May 21,2016 - Last updated at May 21,2016

Even amid the chaos and catastrophes caused by war, there are internationally recognised limits on combatants’ behaviour. And yet, recent deliberate attacks on refugee camps and hospitals, in Syria and elsewhere, demonstrate an absolute disdain for basic humanitarian norms.

Indeed, such behaviour — which also includes obstruction of humanitarian aid and attacks on medical and humanitarian personnel — has become all too common.

Today, the United Nations estimates that approximately 125 million people are in need of humanitarian aid — a number that increases every year.

More than 60 million people — half of them children — are currently displaced as a result of violence or conflict.

In the past decade alone, the cost of humanitarian aid has increased 600 per cent, making it practically unsustainable.

With this concern in mind, UN Secretary-General Ban Ki-moon has convened a World Humanitarian Summit, the first in the UN’s 60-year history.

The meetings and talks taking place in Istanbul on May 23-24 will address the five core items comprising the Agenda for Humanity: preventing and ending conflicts; defending humanitarian norms; reducing displacement, protecting women and girls and providing education in conflict zones; reinforcing national and local capacities to provide aid; and increasing investment in human development.

While the needs caused by natural disasters (some related to climate change) or epidemics are pressing, those related to conflicts are no less urgent.

Given the length and the magnitude of many of today’s conflicts — in which great powers are frequently involved — a bold and comprehensive international commitment is urgently needed for prevention and humanitarian response.

In addition to heads of state and government from all over the world, the summit will bring together civil-society and private-sector organisations, because when it comes to meeting humanitarian needs, everyone must be involved.

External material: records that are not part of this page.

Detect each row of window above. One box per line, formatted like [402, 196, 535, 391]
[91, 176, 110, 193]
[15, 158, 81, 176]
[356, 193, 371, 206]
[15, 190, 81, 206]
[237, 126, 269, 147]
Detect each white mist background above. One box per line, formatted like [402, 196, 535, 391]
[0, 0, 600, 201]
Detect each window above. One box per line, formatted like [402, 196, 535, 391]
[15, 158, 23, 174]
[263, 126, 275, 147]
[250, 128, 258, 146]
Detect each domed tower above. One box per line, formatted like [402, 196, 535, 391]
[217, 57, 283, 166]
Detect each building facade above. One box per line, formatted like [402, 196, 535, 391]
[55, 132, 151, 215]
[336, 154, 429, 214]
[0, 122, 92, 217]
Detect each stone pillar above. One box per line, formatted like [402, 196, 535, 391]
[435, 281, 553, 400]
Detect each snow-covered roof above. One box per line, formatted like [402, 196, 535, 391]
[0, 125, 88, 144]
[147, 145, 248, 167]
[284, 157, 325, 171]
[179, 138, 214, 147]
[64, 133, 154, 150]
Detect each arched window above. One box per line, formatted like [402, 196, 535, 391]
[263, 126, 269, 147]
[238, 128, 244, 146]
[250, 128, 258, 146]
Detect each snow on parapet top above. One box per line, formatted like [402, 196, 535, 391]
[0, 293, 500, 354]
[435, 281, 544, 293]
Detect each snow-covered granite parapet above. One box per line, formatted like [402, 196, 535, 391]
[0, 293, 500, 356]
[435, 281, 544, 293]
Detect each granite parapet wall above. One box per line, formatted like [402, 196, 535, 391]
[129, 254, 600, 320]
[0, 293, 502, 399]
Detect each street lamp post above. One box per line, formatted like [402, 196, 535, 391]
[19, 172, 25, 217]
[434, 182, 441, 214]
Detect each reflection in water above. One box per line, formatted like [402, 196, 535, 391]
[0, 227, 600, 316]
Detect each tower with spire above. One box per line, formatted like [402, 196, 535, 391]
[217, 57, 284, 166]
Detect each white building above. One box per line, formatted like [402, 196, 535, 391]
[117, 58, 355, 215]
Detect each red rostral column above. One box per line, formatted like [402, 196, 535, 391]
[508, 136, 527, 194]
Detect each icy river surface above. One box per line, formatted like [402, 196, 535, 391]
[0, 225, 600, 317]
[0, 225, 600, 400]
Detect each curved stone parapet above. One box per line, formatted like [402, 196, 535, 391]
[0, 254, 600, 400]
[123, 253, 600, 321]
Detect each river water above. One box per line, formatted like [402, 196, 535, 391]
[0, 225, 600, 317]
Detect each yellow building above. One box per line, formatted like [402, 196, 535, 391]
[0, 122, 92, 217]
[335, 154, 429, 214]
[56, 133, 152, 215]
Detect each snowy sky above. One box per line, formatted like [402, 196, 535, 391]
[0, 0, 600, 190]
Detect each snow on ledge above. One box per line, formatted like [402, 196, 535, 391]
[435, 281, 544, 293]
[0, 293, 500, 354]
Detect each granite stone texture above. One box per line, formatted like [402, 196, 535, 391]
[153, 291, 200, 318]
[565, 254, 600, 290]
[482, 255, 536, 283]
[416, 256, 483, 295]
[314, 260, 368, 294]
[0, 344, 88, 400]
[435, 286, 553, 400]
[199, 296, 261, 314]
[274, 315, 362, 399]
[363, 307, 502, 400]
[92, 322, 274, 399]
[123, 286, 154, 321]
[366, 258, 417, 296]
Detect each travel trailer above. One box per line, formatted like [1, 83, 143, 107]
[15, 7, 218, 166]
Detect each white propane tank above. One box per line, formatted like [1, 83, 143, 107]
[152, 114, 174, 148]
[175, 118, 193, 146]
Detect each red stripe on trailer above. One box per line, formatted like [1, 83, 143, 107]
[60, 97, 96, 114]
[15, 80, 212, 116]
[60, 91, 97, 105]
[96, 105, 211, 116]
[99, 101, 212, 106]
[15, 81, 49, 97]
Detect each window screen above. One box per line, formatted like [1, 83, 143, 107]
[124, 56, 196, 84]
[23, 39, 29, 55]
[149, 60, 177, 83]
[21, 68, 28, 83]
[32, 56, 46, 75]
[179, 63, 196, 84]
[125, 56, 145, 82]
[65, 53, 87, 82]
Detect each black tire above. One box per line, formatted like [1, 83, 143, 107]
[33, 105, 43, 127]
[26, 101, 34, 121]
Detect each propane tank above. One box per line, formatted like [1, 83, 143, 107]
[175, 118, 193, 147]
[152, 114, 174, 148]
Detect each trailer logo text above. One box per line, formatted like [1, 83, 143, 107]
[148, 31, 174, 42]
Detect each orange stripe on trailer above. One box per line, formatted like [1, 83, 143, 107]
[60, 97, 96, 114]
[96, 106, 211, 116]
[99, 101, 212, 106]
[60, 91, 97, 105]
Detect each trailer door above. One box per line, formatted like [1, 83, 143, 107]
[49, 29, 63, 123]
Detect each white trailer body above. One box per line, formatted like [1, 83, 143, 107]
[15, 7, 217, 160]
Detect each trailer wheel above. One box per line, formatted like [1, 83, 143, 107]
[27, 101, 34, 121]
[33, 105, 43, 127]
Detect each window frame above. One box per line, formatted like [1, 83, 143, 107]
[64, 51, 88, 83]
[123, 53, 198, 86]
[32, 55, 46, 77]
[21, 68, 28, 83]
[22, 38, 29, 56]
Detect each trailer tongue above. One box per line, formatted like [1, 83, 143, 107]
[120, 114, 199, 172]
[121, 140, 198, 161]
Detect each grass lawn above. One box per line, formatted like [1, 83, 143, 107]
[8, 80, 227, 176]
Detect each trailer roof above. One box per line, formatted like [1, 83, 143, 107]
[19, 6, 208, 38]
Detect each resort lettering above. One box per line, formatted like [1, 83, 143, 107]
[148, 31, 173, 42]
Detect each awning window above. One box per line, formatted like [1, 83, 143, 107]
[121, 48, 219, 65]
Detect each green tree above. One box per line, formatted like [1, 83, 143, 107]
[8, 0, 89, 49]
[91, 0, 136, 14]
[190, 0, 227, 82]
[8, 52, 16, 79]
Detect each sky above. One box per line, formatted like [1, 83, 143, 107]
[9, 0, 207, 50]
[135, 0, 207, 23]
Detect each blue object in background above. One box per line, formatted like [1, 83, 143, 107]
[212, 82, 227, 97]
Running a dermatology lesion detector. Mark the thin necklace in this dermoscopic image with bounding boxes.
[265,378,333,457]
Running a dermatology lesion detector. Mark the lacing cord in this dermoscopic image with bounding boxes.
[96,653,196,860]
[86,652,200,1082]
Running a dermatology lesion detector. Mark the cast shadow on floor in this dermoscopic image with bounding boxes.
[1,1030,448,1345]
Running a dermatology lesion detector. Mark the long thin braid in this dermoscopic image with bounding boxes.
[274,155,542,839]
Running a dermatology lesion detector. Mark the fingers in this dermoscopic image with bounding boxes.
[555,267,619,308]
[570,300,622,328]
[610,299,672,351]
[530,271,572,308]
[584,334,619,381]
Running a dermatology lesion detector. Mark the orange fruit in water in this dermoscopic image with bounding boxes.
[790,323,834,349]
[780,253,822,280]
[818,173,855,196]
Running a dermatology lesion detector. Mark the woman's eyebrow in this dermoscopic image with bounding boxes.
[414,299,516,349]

But while the responsibility for upholding humanitarian norms does not concern only governments, they are essential in enforcing them.

In order to prevent humanitarian disasters resulting from war, the first priority is to respect the norms aimed at safeguarding civilians.

The Geneva Conventions concern those people and areas that should remain beyond the scope of armed conflict and that should be guaranteed aid.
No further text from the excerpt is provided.